Mais si c’est alors sous ce signe que tout se trouve désormais institué, il nous revient de nous tenir à la hauteur des conditions nouvelles – celles de l’année commençante dont on sait qu’elle sera, dans quelques semaines et selon l’inflexible calendrier lunaire, celle du Cochon. A ce propos, il nous reviendra donc d’admettre franchement, par exemple, que, du gros Alex et du petit Manu, il devient de plus en plus difficile de dire lequel est le commandant suprême des Armées et lequel le mercenaire ; de reconnaître que, lorsqu’ils échangent leurs quotidiens coups de fil (ah, c’est-y pas de la belle bromance, ça !), l’on ne saurait plus trop dire lequel demande à son buddy : « T’esoùlà ? – chez Déby ou chez Bongo ? – Je voulais te demander : les gilets jaunes, là, je leur envoie les tanks tout de suite, là, ou j’attends un peu ? »... « J’attends le week-end prochain ? OK, ça roul’, ’heurs’ment qu’t’es là, t’es un vrai pot ’, toi, ch’ais pas c’que’jfrai sans toi ! ».

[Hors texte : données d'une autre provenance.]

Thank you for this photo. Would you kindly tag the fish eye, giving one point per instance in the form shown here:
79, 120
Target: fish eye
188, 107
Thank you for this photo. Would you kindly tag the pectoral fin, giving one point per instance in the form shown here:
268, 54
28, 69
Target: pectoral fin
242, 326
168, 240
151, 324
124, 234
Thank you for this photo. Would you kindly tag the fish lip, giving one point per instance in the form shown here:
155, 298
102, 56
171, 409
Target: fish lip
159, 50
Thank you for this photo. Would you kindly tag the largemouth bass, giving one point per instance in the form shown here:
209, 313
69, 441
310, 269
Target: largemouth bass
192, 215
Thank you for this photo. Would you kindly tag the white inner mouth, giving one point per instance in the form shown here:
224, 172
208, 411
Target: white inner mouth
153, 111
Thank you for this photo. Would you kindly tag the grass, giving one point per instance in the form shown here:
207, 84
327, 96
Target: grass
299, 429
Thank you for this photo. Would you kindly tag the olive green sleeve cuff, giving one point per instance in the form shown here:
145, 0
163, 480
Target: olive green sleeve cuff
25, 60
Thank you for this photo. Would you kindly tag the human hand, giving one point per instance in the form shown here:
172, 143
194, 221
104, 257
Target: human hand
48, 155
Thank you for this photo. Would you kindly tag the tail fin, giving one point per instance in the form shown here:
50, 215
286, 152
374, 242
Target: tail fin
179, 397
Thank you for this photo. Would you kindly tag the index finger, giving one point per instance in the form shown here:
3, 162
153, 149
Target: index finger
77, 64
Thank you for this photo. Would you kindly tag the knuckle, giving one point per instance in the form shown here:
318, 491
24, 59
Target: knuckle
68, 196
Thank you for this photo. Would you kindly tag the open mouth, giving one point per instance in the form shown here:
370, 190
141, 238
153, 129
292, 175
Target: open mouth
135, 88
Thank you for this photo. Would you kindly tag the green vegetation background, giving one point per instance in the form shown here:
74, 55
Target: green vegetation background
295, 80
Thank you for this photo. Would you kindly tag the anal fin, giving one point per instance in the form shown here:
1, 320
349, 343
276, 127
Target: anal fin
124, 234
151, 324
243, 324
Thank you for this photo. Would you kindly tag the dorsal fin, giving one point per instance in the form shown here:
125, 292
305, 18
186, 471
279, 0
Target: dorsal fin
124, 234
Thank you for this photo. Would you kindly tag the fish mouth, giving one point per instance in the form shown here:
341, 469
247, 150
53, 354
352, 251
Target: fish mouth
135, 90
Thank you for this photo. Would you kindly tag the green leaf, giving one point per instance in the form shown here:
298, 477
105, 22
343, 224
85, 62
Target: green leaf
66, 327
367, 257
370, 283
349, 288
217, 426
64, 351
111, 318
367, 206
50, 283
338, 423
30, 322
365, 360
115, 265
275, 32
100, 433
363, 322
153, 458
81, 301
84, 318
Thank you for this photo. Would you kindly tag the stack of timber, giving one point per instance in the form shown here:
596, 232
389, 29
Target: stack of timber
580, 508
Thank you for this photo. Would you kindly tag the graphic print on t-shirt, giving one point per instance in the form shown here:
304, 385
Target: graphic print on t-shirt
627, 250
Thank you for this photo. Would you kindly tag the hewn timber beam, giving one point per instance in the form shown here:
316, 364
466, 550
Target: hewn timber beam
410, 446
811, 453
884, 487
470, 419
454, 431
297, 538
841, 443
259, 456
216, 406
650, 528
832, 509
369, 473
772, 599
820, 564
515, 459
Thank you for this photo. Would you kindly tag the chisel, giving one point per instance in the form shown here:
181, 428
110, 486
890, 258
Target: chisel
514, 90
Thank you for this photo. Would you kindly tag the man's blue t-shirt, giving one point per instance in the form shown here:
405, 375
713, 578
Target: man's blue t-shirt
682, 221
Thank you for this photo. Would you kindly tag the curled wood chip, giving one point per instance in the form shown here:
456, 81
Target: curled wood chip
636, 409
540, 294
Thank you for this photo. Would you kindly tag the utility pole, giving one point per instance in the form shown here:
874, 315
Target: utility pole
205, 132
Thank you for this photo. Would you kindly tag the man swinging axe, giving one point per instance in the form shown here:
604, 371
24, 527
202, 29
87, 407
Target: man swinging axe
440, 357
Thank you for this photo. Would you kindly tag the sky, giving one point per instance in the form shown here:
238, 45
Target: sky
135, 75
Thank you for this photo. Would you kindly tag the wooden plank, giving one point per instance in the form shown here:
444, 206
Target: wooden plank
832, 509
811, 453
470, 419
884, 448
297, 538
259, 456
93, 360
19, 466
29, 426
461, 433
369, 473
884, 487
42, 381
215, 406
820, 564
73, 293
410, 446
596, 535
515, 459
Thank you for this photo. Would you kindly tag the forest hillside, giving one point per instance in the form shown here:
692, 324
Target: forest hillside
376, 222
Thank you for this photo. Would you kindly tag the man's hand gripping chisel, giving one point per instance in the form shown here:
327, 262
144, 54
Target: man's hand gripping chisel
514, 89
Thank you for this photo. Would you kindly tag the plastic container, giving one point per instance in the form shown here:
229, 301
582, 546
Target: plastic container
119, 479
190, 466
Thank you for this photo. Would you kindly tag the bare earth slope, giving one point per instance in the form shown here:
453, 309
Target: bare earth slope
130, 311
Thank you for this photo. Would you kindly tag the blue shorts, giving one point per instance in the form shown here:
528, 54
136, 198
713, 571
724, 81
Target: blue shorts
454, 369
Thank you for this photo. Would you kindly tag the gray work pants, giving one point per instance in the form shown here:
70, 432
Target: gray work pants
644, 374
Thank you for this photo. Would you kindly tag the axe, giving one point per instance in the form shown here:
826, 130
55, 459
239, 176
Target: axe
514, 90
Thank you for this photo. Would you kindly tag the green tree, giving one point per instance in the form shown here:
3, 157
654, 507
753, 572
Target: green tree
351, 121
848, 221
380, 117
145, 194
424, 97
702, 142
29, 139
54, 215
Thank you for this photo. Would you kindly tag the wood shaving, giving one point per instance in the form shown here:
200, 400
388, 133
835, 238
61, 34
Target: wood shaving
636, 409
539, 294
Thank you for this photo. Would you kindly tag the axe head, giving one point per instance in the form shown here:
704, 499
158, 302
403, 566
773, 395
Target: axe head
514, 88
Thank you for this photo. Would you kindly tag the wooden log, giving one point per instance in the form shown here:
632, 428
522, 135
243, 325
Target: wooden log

C’est fou, quand même, ça force l’admiration, une symbiose pareille, c’est comme les Goncourt – impossible de dire lequel il a écrit quoi, et pareil pour l’autre... Sauf que les Goncourt, eux, ils écrivaient des espèces de romans naturalistes vaseux/graveleux que tout le monde a oubliés (tiens, citez m’en un pour voir, des titres des Goncourt... ?!), tandis que le gros Alex et le petit Manu, eux, c’est l’Histoire de France qu’ils écrivent, à quatre mains !

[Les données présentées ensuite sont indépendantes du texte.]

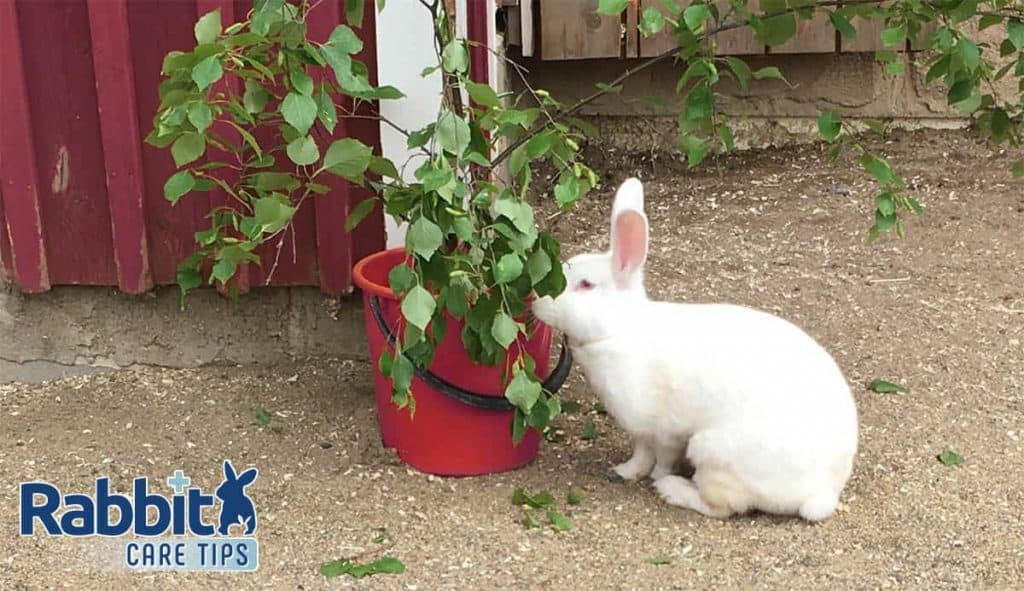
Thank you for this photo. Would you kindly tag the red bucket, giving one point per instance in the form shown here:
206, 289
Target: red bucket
462, 425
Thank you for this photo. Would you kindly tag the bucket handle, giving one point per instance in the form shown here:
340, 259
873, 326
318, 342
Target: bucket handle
488, 403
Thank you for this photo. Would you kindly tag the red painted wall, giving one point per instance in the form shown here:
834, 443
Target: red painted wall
81, 196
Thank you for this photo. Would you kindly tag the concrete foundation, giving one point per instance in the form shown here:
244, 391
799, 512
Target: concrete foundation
75, 330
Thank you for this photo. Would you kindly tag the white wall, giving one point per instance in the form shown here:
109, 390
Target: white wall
404, 47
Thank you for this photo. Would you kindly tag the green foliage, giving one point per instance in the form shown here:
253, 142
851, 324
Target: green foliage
884, 387
476, 252
950, 458
386, 564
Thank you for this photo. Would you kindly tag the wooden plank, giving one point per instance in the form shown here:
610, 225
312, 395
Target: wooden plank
6, 266
17, 165
813, 36
66, 129
121, 139
740, 41
333, 243
369, 237
572, 30
155, 29
228, 85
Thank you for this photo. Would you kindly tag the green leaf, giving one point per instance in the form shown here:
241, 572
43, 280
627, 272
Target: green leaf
327, 113
651, 22
453, 133
694, 15
522, 392
504, 330
829, 125
400, 279
611, 7
482, 94
223, 270
567, 192
262, 417
200, 116
272, 213
879, 169
559, 521
348, 158
842, 25
741, 70
894, 35
187, 148
538, 266
207, 72
960, 90
178, 184
255, 97
303, 151
950, 458
353, 12
418, 306
455, 57
274, 181
301, 82
1015, 33
540, 501
768, 73
386, 564
884, 387
208, 28
509, 268
424, 238
299, 111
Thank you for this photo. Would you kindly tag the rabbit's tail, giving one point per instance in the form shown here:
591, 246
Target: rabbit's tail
819, 506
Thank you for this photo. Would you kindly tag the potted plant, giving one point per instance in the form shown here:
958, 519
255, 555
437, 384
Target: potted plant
462, 376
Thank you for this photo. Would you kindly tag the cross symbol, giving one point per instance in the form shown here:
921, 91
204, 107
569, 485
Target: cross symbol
178, 481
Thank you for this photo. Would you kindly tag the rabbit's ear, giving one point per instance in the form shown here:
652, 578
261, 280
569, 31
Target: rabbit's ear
629, 233
247, 477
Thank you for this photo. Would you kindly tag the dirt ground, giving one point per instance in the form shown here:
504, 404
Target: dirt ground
941, 312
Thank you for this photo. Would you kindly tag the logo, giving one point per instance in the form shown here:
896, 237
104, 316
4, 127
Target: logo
184, 539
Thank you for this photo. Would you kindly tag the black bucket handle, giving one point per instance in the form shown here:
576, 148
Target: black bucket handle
487, 403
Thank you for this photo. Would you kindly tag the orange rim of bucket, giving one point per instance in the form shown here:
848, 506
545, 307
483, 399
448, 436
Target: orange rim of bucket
358, 275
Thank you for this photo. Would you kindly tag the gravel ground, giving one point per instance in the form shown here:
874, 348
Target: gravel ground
942, 312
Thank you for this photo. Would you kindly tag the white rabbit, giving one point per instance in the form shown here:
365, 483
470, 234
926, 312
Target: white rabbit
762, 412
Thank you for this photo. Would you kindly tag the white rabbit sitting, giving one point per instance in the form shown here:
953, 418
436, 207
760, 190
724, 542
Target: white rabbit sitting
762, 412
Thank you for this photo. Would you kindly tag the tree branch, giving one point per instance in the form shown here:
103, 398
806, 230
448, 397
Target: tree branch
629, 73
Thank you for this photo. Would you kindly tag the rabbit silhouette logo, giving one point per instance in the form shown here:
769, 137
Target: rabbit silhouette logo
236, 506
165, 532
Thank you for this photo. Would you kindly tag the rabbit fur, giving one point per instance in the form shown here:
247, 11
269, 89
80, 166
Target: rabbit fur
760, 410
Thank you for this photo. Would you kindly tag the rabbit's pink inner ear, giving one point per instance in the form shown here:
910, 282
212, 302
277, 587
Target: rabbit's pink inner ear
629, 245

Mais comme l’a bien vu Méluche qu’est pas allé à l’Ecole de la République pour rien, le tout est possible version 2019, c’est aussi la probabilité que le remuant Drouet des gilets jaunes, celui-là même qui va écoper d’un mois ou deux pour port d’armes de catégorie D (un décapsuleur ? Un coupe-ongles ?), soit la pure et simple réincarnation du tout aussi remuant Drouet qui, dans La nuit de Varennes d’Ettore Scola, reconnaît le roi en fuite et est interprété par Yves Collignon, un acteur formé au Conservatoire de Bruxelles. Tout devient possible, en 2019, y compris qu’Yves Collignon soutienne les gilets jaunes. Pas Ettore Scola, malheureusement, il est mort. Mais Méluche qui, lui, est bien vivant et même pétant de santé, il reconnaît le roi failli tous les jours, à la télé, et, le montrant du doigt d’un geste auguste, lance à la foule qui trépigne : « Le roi est nu ! Le roi est nu ! ».

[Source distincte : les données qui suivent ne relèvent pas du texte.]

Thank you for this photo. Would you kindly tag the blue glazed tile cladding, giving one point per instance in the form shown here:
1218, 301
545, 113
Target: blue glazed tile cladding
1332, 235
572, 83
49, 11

Mais alors si tout est vraiment possible, pourquoi exclure que notre fougueux Drouet puisse être, aussi bien, la réincarnation de Minou Drouet, une enfant prodige qui, dans les années 1950 et 60, ravit le public avec ses poèmes précoces, puis ses chansons pour tous les publics – « Le twist (pas le tweet) du Bon Dieu », « La Saint-Cacahuette », « Les spaghetti » – même que vous pouvez tous les entendre sur Youtube. Une fougueuse, elle aussi – sinon on l’aurait pas rebaptisée Minou, alors qu’en vrai, elle se prénomme Marie-Noëlle...

Eh bien, tout étant possible en 2019, que le mouvement, plutôt que se laisser étourdir par le miroir aux alouettes du RIP, adopte comme chant de guerre et cri de ralliement « La Saint-Cacahuette » et, ainsi ragaillardi, retrouve en essaims compacts le chemin des ronds-points.
Car comme le disait le camarade Bartleby : « Il n’est pas nécessaire d’espérer pour préférer ne pas ».